DNA remodeling couples target recognition to directional transposition in a Tn7-like CAST

CRISPR-associated transposons (CASTs) couple target recognition to the insertion of large DNA cargoes, but how distinct targeting pathways are converted into productive and directional integration remains poorly understood1. Here we define the assembly pathway of a type I-B1 CAST from Anabaena variabilis, a system closely related to prototypical Tn7 that retains TnsD-mediated glmS recognition while incorporating CRISPR-based RNA-guided targeting2. Cryo-electron microscopy structures across multiple intermediates define a structural trajectory from two-step TnsD-mediated target recognition and stepwise assembly of the AAA+ ATPase TnsC to recruitment and activation of the split TnsA/TnsB transposase module.

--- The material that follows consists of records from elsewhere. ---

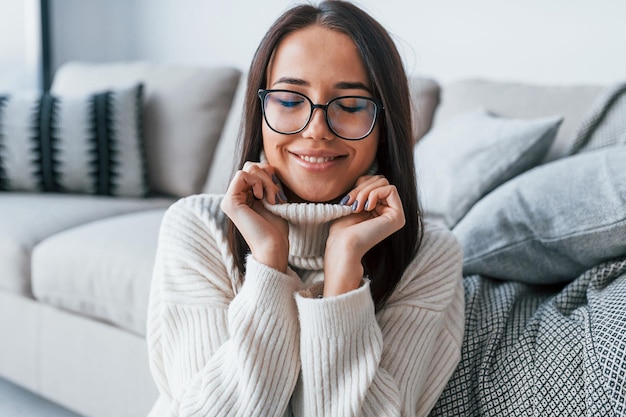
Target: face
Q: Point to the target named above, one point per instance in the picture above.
(316, 165)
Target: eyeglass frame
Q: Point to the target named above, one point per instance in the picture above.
(262, 93)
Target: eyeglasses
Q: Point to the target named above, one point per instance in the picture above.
(348, 117)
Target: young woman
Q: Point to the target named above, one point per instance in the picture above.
(311, 288)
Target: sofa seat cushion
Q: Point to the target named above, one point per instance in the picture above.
(28, 218)
(108, 279)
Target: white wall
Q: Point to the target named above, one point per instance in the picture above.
(540, 41)
(92, 30)
(20, 45)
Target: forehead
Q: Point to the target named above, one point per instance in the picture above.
(318, 56)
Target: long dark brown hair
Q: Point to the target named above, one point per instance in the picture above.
(385, 262)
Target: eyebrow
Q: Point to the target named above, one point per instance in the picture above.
(343, 85)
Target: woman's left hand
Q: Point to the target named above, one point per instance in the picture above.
(378, 213)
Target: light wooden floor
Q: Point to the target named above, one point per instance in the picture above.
(17, 402)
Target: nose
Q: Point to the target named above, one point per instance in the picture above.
(318, 127)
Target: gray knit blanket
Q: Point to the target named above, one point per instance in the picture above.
(537, 351)
(533, 350)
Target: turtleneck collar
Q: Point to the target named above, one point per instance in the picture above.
(309, 224)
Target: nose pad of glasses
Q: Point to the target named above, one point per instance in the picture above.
(318, 120)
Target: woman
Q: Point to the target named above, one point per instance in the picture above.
(301, 291)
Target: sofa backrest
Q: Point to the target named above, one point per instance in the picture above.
(185, 111)
(519, 100)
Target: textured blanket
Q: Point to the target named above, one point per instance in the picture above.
(537, 351)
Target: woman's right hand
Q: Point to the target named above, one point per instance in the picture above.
(265, 233)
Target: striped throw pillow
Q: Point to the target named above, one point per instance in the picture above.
(91, 144)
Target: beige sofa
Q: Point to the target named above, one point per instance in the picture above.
(75, 270)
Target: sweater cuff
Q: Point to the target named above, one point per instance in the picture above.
(336, 316)
(266, 283)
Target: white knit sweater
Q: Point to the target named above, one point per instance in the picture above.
(268, 346)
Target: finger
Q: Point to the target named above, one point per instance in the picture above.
(243, 184)
(269, 181)
(362, 199)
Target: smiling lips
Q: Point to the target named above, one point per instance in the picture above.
(316, 160)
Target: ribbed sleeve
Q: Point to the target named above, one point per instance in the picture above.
(395, 363)
(214, 352)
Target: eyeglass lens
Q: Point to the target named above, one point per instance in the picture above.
(348, 117)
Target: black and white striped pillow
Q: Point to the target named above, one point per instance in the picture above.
(90, 144)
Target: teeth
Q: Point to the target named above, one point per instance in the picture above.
(314, 160)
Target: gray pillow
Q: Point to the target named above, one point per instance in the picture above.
(86, 144)
(460, 161)
(552, 223)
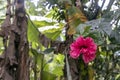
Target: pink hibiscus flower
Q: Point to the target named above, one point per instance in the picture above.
(85, 47)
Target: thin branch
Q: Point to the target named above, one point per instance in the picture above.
(110, 5)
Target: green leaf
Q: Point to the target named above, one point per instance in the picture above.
(43, 23)
(53, 35)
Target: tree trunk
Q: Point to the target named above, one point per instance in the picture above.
(14, 63)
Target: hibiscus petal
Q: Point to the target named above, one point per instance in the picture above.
(75, 53)
(88, 57)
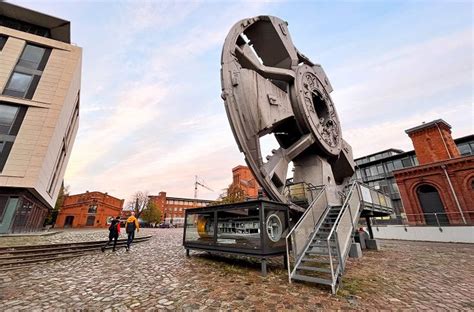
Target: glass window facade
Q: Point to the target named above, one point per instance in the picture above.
(11, 117)
(27, 72)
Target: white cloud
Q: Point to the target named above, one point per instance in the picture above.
(167, 149)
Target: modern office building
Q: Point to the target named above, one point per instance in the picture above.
(244, 185)
(40, 80)
(90, 209)
(377, 169)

This trajectory culminates in an asymmetric strand-transfer complex that provides a structural basis for insertion orientation and supports a role for ATP hydrolysis in productive transpososome assembly. In parallel, RNA-guided targeting structures refine the functional PAM to ATG, define TniQ recruitment by Cascade, and show how CRISPR-based recognition converges on the shared TnsABC machinery. Together, these findings establish DNA remodeling and minor-groove positioning of TnsC as a common structural signal that converts protein- and RNA-guided target recognition into directional DNA insertion.